The output is generated in my-agent/dist/opencode/my-agent/ (English) and my-agent/dist/es/opencode/my-agent/ (Spanish) respectively (excluded from git by .gitignore).

6. Test in OpenCode

The dist/ folder is overwritten on each packaging script run, so before opening the agent it is advisable to copy the generated package to a working path.

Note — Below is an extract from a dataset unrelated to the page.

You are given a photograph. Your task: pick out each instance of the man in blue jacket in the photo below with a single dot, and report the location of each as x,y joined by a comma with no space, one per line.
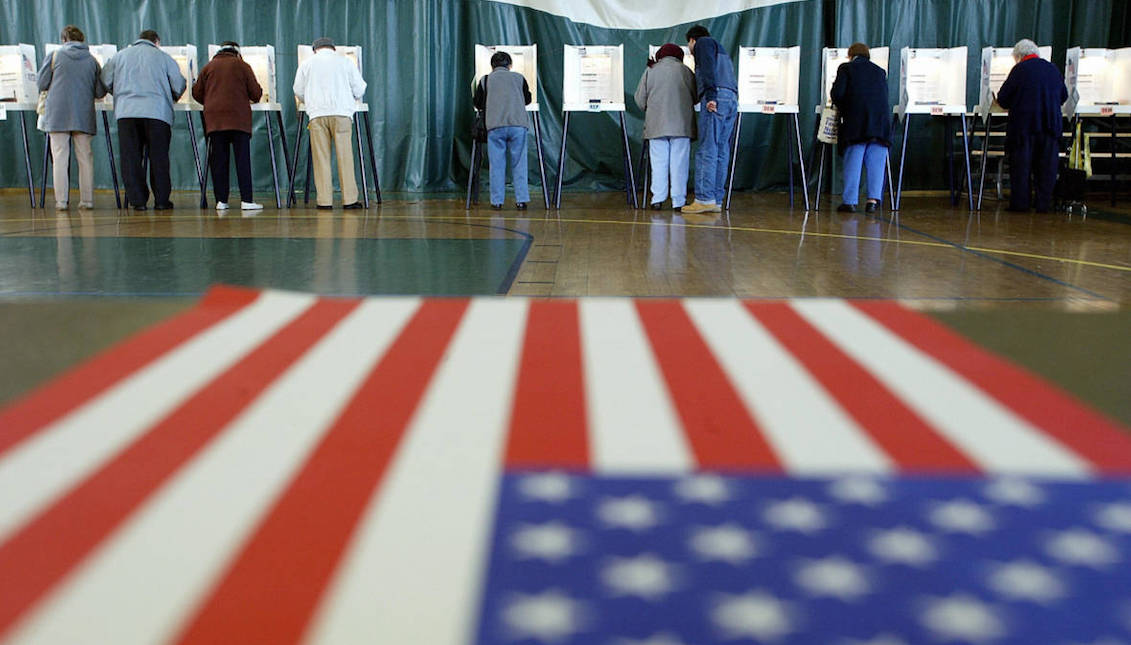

cp -r my-agent/dist/opencode/my-agent ~/agents/my-agent

If opencode.json references environment variables for MCP servers, export them in the terminal before opening OpenCode:

export MY_SERVER_URL="https://my-server.example.com/mcp"
export MY_API_KEY="my-secret-token"

Note on TLS: If the MCP servers use self-signed TLS certificates (common in development or pre-production environments), Node.js will reject the connection by default. To allow it, also export:

export NODE_TLS_REJECT_UNAUTHORIZED=0

This variable disables TLS certificate validation on all Node.js connections in the process. Use it only in trusted environments — never in production.

Then open OpenCode from the agent folder:

cd ~/agents/my-agent
opencode

On startup, OpenCode automatically loads AGENTS.md as the agent instructions, the available skills in skills/ and connects to the MCP servers defined in opencode.json. Skills are invoked with /skill-name in the chat.

The opencode.json file can be manually edited at any time to add, remove or reconfigure MCP servers — just restart OpenCode for the changes to take effect.

7. Deploy to Stratio Cowork

To register the agent (or a plugin that bundles it) into a Stratio Cowork tenant, use the cowork-api shared skill from inside the sandbox. It calls /v1/agents/bundle/import (single-agent bundles) or /v1/agents/skills/bundle/import (skills) and orchestrates plugin uploads via the upload-plugin task. See the skill's tasks for endpoint, conflict-strategy and authentication details.